L’organisation du forum a soulevé bien des difficultés spécifiques. Il n’a pas été possible de le tenir en même temps que le sommet officiel, comme c’est l’usage. Cinq cents participants étaient initialement prévus, dont deux cents étrangers. Ces derniers furent en fait plus de quatre cents à s’inscrire. Côté vietnamien, la réponse fut de s’en tenir au chiffre initial ; côté international de trouver les moyens de recevoir tout le monde. L’espace dévolu aux associations locales indépendantes est resté incertain. L’argument généralement avancé par le comité national était pratique : capacité d’accueil des salles de réunion, logements... Mais la question était aussi politique, deux démarches différentes étant à l’œuvre dans l’organisation concrète d’un tel événement.
La préparation du forum n’a pas été facilitée, en Europe, par la tenue des élections de juin et la rupture estivale. La délégation française était ainsi moins nombreuse que souhaité, avec le Centre Lebret, Attac, le CCFD, Sud-PTT, l’OMRI Montreuil, Babaylan (migrants philippins), Info Birmanie... En revanche, les délégations asiatiques furent particulièrement fournies (Indonésie, Philippines, Thaïlande...). Le développement du mouvement altermondialiste se fait sentir dans le Forum populaire Asie-Europe, ainsi que la situation internationale, avec la résistance à la guerre et l’intérêt soulevé par le thème « dialogue de civilisations ». Les débats se font plus politiques avec des ateliers consacrés aux rapports partis-mouvements, ou aux rapports entre mouvements et gouvernements. D’autres questions émergent, mais restent marginales, comme la responsabilité des « acteurs non-gouvernementaux » dans la violation des droits humains.
Les Asiatiques sont, pour la plupart, venu à Hanoi en manifestant le respect dû à un pays qui vainquit hier la puissance étasunienne. Mais l’évolution de la politique du régime n’en a pas moins suscité quelques vifs échanges, en particulier sur ce qu’impliquera l’entrée programmée du Viêt-nam dans l’OMC. L’« économie socialiste de marché » convainc difficilement.

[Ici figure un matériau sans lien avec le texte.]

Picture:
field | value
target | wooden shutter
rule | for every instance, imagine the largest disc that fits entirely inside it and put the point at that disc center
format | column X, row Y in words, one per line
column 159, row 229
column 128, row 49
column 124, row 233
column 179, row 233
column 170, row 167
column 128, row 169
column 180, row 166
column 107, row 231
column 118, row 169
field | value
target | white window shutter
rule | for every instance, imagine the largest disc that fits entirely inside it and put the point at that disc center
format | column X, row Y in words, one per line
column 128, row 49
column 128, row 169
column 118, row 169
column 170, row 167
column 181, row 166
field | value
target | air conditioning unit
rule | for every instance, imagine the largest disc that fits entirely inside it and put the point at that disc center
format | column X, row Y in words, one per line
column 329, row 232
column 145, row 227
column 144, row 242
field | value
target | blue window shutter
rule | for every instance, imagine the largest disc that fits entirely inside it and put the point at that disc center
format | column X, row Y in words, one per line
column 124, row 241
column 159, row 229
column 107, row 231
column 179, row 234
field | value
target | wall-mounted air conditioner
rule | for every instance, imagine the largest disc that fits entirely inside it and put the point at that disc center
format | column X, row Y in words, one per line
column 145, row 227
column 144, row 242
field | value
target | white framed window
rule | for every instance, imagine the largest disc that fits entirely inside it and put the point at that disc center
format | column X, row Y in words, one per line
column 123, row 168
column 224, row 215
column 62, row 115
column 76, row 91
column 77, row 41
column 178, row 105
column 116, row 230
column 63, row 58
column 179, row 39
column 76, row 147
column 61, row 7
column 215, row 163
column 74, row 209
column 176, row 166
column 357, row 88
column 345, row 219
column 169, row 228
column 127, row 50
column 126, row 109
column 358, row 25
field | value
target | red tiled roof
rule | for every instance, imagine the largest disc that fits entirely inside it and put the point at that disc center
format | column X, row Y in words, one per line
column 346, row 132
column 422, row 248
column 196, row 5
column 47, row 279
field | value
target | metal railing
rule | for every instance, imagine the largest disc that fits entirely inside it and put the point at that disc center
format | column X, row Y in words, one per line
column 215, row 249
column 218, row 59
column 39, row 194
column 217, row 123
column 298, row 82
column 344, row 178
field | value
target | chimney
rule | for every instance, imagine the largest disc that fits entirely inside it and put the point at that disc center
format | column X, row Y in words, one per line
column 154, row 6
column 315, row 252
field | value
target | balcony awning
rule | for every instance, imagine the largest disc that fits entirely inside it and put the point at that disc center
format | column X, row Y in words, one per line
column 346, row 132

Le comité national d’organisation a exigé que la question brûlante de la Birmanie ne soit pas abordée dans la déclaration finale du forum. Ce fut le clivage politique le plus sérieux. La collaboration entre un comité international libre de toute contrainte diplomatique et des partenaires nationaux placés sous cette contrainte trouve ici sa limite. Le problème mérite d’être discuté, car la participation de délégations du Viêt-nam et de Chine dans les forums sociaux, par exemple, devient la règle et non plus l’exception. La rencontre de Hanoi permet d’aborder cette question sur la base d’une expérience intéressante et d’ampleur.